Le petit format de certains livres de femmes amène à supposer qu’ils ont été plus souvent perdus que ceux de leurs homologues masculins dans la transmission des archives. Certains comptes conservés font d’ailleurs référence à d’autres comptes, aujourd’hui perdus, ce qui fait envisager à l’autrice un impossible « inventaire des pertes ». En parallèle de ces pertes, Serena Galasso parvient à identifier des modalités spécifiquement féminines de transmission des archives, masculines comme féminines. Ainsi, certaines femmes entrées par mariage dans la riche famille des Salviati sont les dernières héritières de leur famille d’origine : elles sont donc les dernières dépositaires des archives de leurs ancêtres, et l’on retrouve ainsi les livres de compte d’autres lignées dans les archives Salviati. Ces archives sont donc le signe de transmissions spécifiquement féminines, qui viennent complexifier le récit familial en déjouant les récits généalogiques centrés sur les transmissions masculines. Il faut donc envisager l’écrit dans son support matériel, comme un objet en lien avec d’autres.
Finalement, on peine à cerner ce qui est spécifiquement féminin ou masculin dans les livres de compte : les interactions sont plus que courantes et il peut y avoir du féminin dans les livres tenus par des hommes, notamment lors de la transmission, et du masculin dans les livres des femmes, quand les autrices lèguent leur livre à leurs fils. S’il y a donc des pratiques et des appropriations parfois genrées, la norme est davantage la collaboration que l’opposition stricte et la différenciation nette.

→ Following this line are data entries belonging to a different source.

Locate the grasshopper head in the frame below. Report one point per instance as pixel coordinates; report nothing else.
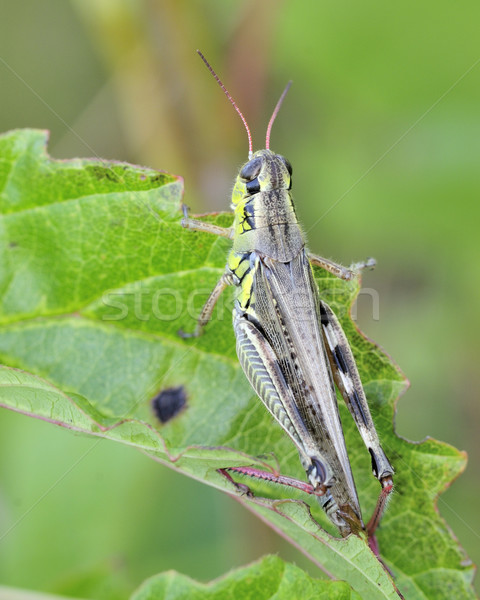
(263, 172)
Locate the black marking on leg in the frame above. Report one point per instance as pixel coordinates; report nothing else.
(323, 316)
(374, 463)
(340, 360)
(168, 403)
(356, 401)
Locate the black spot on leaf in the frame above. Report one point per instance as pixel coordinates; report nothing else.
(168, 403)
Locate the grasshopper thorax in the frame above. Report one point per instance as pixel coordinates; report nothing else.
(265, 171)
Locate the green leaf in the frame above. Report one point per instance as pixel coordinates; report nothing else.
(96, 278)
(270, 578)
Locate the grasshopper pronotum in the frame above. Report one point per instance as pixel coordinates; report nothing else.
(289, 342)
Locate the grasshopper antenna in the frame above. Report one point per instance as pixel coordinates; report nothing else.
(274, 114)
(234, 104)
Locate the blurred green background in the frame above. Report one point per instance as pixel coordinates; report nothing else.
(382, 127)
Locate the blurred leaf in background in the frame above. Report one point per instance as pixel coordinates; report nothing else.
(382, 128)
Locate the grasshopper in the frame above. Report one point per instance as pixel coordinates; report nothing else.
(289, 342)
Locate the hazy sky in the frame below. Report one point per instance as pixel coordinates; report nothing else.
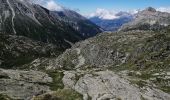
(89, 6)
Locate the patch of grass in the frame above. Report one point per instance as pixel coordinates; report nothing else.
(5, 97)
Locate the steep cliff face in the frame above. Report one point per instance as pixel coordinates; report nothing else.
(114, 65)
(84, 26)
(148, 19)
(22, 18)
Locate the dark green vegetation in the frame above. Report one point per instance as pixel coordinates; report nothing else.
(5, 97)
(16, 51)
(37, 32)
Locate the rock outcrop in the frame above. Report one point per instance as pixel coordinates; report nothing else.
(23, 84)
(148, 19)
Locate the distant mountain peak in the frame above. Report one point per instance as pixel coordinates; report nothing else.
(150, 9)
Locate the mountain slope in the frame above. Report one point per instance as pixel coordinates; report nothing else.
(112, 24)
(78, 22)
(16, 51)
(22, 18)
(25, 27)
(148, 19)
(119, 62)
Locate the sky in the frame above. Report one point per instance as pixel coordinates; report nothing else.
(106, 9)
(89, 6)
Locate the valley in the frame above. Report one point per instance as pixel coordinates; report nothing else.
(62, 55)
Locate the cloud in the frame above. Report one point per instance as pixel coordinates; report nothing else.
(109, 15)
(164, 9)
(103, 14)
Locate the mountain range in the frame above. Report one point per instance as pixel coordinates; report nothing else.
(112, 24)
(36, 26)
(60, 55)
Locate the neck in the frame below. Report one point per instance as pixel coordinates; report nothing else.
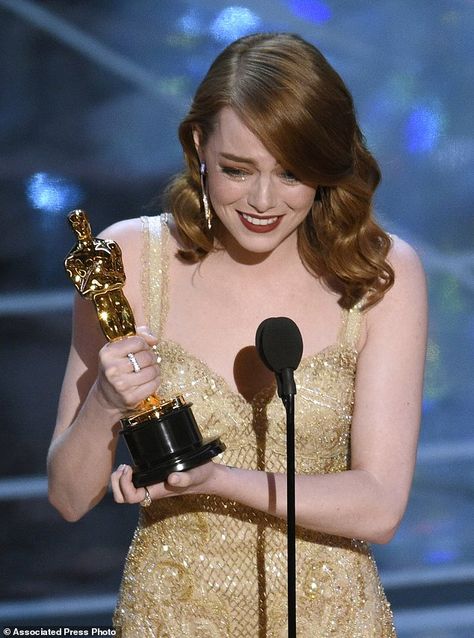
(284, 255)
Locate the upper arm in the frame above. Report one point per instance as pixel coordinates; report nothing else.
(389, 380)
(87, 336)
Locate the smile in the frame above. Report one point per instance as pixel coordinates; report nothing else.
(259, 224)
(259, 221)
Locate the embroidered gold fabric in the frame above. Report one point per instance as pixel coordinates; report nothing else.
(203, 566)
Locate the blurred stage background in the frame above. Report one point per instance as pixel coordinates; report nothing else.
(91, 96)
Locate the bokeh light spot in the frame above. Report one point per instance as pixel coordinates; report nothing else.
(52, 194)
(422, 129)
(190, 23)
(234, 22)
(311, 10)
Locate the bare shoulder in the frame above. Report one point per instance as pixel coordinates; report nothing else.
(403, 256)
(124, 232)
(408, 293)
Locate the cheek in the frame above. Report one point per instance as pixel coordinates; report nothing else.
(223, 191)
(303, 199)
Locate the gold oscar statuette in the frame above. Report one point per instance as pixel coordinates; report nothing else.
(162, 435)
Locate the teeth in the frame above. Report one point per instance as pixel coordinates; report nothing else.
(257, 221)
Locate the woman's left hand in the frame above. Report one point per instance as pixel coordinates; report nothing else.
(198, 480)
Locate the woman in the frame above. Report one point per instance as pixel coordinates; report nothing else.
(271, 217)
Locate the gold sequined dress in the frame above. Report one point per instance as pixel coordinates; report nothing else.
(204, 566)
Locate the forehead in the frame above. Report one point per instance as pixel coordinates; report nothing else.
(231, 135)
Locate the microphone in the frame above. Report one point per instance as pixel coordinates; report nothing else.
(280, 346)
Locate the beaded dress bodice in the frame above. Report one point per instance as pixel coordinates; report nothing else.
(208, 567)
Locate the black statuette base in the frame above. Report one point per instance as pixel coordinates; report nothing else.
(172, 442)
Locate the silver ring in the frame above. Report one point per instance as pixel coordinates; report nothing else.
(146, 502)
(134, 362)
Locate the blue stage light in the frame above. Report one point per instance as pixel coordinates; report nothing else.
(234, 22)
(52, 194)
(422, 129)
(311, 10)
(190, 23)
(440, 556)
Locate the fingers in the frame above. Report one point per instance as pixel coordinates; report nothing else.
(122, 486)
(128, 370)
(144, 332)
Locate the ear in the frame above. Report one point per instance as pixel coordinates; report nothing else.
(197, 141)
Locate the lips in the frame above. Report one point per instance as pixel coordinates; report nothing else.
(259, 224)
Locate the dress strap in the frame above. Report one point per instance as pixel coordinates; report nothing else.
(351, 325)
(155, 271)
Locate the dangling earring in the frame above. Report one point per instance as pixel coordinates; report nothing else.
(205, 201)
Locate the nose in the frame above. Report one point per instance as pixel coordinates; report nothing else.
(262, 195)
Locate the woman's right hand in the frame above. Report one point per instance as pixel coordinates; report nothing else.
(118, 385)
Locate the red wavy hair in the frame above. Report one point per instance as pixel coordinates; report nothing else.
(295, 103)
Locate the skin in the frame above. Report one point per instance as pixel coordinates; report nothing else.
(258, 275)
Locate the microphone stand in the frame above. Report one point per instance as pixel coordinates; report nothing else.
(287, 391)
(289, 403)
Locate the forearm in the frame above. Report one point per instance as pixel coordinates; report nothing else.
(81, 458)
(352, 504)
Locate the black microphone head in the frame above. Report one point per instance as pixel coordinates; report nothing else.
(279, 343)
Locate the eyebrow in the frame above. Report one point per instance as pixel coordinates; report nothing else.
(237, 158)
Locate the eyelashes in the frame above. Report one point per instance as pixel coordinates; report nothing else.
(240, 174)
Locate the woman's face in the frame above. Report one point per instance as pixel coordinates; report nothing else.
(259, 203)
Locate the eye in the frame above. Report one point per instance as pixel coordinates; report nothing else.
(233, 172)
(288, 176)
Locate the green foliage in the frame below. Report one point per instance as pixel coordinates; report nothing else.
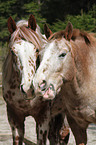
(85, 22)
(57, 13)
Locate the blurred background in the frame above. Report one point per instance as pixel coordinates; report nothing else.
(56, 13)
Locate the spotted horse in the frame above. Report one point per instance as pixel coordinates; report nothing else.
(18, 71)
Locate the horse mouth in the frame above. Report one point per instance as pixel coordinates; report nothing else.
(50, 93)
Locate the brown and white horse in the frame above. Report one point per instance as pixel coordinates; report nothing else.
(18, 72)
(67, 72)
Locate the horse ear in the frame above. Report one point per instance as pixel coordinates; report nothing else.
(68, 31)
(32, 22)
(47, 31)
(11, 25)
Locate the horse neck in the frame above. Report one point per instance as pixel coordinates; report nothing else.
(8, 68)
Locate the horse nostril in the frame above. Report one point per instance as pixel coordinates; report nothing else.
(22, 89)
(43, 85)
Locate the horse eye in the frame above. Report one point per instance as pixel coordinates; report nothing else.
(62, 55)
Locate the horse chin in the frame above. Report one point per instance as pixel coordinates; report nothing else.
(49, 94)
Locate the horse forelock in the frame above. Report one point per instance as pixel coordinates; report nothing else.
(23, 32)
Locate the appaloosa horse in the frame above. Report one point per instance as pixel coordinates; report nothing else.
(18, 72)
(67, 73)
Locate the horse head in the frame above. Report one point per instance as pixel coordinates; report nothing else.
(55, 64)
(24, 44)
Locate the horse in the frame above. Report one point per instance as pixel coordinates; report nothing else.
(19, 68)
(67, 72)
(18, 71)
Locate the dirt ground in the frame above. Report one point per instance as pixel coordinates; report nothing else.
(30, 134)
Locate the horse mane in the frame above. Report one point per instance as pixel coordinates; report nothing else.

On pourrait dire encore beaucoup de choses sur ce livre magnifique qui, de surcroît, est particulièrement bien écrit et ponctué de très belles formules, presque poétiques. La précision de la langue et des analyses, toujours limpides même dans les parties techniques, permet de restituer toute la complexité des pratiques des femmes de la Florence médiévale et vient renouveler en profondeur notre connaissance de leur littéracie et de leur numératie.